Gordon Fitch gcf at panix.com
Wed Mar 8 22:20:08 PST 2000


Gordon Fitch wrote:
> >The people who were busted in the ruins of Esperanza a few
> >nights ago are the very same vegans some of you have been
> >putting down and are still putting down as redolent of Nazi
> >ideology. I spoke to two of them at Food Not Bombs last
> >Sunday; both of them had been beaten up, and their friends
> >were still in jail.
> >
> >So, people want to stand in their light now? Ironies abound.

Doug Henwood:
> Hey, look, it's one thing to say that an obsession with health and
> purity can have unpleasant political associations, and another to say
> that vegans are crypto-Nazis. Even though I like hamburgers, I'm full
> of admiration for the garden-occupiers.

Carrol Cox:
> The objection (and the comparison with the Nazis) is a very narrow
> one: It is an objection to making vegetarianism a political principle.
> As a political principle it can only triumph through totalitarian means.
> It brings to politics the same bloodthirstiness that the Trinity brought
> to theology. This is the usual result of any attempt to impose an
> abstract moralism on society as a whole. There were many martyrs
> in defense of the trinity. I have as little respect for martyrs in the
> cause of vegetarianism as I have for martyrs in the cause of the
> trinity.
>
> And incidentally -- the very realistic thesis that cruelty to animals
> should be resisted is endlessly confused by moralistic vegetarians.
> I have worked with many vegetarians quite happily -- but they
> were all vegetarians who chose that diet as a personal choice,
> not as a political principle or ethical proposition.

I assure you that the people in Food Not Bombs think that the question of whether or not it is good to eat meat and wear fur is both an ethical and a political question, although being anarchists (I think) I doubt if they mean to resolve it by totalitarian means.

As it happens, the system of events which led up to the scene at Esperanza began with the FNB supporting (that is, feeding) a benefit for the Animal Defense League at C Squat. The Animal Defense League is not like PETA -- they break the windows of fur stores and disrupt fashion shows and go to jail, yet again, it seems, the venue of choice for the conscience of, uh, humanity. Apparently this confluence of historical forces thinks animals have a _right_ not to be harmed, just as they think people have a _right_ to eat and a _right_ to be housed, in a world which hasn't been wrecked and poisoned by capitalists and their fascistic politician-servitors. (Forgive me for dipping into liberal terminology, but as I said, we're sort of stuck with it.) As far as I can see, they're on the front line -- one of the few effective front lines we've got at the moment.

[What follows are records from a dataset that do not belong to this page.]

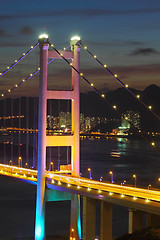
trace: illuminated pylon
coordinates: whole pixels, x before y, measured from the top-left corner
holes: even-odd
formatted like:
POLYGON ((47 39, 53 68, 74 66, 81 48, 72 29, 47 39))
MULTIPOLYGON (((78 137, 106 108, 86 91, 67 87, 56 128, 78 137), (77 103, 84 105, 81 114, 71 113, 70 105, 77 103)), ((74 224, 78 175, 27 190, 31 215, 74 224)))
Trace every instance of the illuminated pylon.
MULTIPOLYGON (((38 115, 38 174, 37 174, 37 198, 36 198, 36 223, 35 239, 45 239, 45 169, 46 169, 46 147, 70 146, 72 175, 79 176, 79 74, 72 68, 72 90, 54 91, 47 89, 47 62, 48 58, 70 59, 71 65, 79 71, 80 39, 71 39, 71 51, 48 50, 48 36, 41 35, 40 47, 40 79, 39 79, 39 115, 38 115), (46 136, 47 99, 63 99, 72 101, 72 134, 65 136, 46 136)), ((52 46, 52 45, 51 45, 52 46)), ((75 225, 76 239, 80 238, 81 231, 77 230, 79 224, 79 198, 75 197, 73 216, 77 216, 75 225), (79 235, 79 236, 78 236, 79 235), (78 236, 78 237, 77 237, 78 236)), ((71 217, 72 219, 72 217, 71 217)), ((71 220, 71 222, 73 222, 71 220)), ((74 221, 75 222, 75 221, 74 221)))

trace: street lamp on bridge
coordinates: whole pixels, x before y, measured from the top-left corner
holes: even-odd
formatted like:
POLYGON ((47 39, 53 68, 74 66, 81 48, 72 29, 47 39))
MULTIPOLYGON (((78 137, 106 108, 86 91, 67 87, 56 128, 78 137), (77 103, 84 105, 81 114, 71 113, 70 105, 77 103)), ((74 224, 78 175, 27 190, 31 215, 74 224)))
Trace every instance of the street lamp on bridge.
POLYGON ((112 171, 109 171, 109 174, 111 175, 111 183, 114 183, 114 180, 113 180, 113 172, 112 172, 112 171))

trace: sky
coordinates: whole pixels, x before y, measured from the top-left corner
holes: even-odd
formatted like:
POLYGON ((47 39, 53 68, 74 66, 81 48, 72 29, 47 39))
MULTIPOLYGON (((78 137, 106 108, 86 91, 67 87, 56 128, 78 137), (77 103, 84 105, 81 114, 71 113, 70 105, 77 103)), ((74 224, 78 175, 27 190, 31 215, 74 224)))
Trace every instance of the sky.
MULTIPOLYGON (((160 86, 159 23, 159 0, 1 1, 0 71, 43 32, 58 49, 79 35, 125 84, 139 90, 160 86)), ((114 88, 97 65, 82 60, 82 70, 98 81, 98 88, 114 88)))

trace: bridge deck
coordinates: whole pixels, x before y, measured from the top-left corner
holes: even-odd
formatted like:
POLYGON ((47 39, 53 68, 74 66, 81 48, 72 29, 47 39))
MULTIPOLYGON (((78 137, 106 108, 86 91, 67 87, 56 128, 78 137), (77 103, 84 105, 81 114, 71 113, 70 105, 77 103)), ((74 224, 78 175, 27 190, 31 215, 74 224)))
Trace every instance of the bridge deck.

Clearly, if they're falling into the grip of Nazi demons we _owe_ it to them to straighten them out and warn them from the abyss. As an old crank I might be able to, ah, guide them to the light, eh? Or at least provide a few moments' humor. However, that requires evidence and reason, not disparagment and effacement. Obscure chains of association running through Hitler's dog and turn-of-the-century German nature romanticism will not do. These kids are smart, unlike the idiots I ran around with forty years ago. They might even be smarter than me.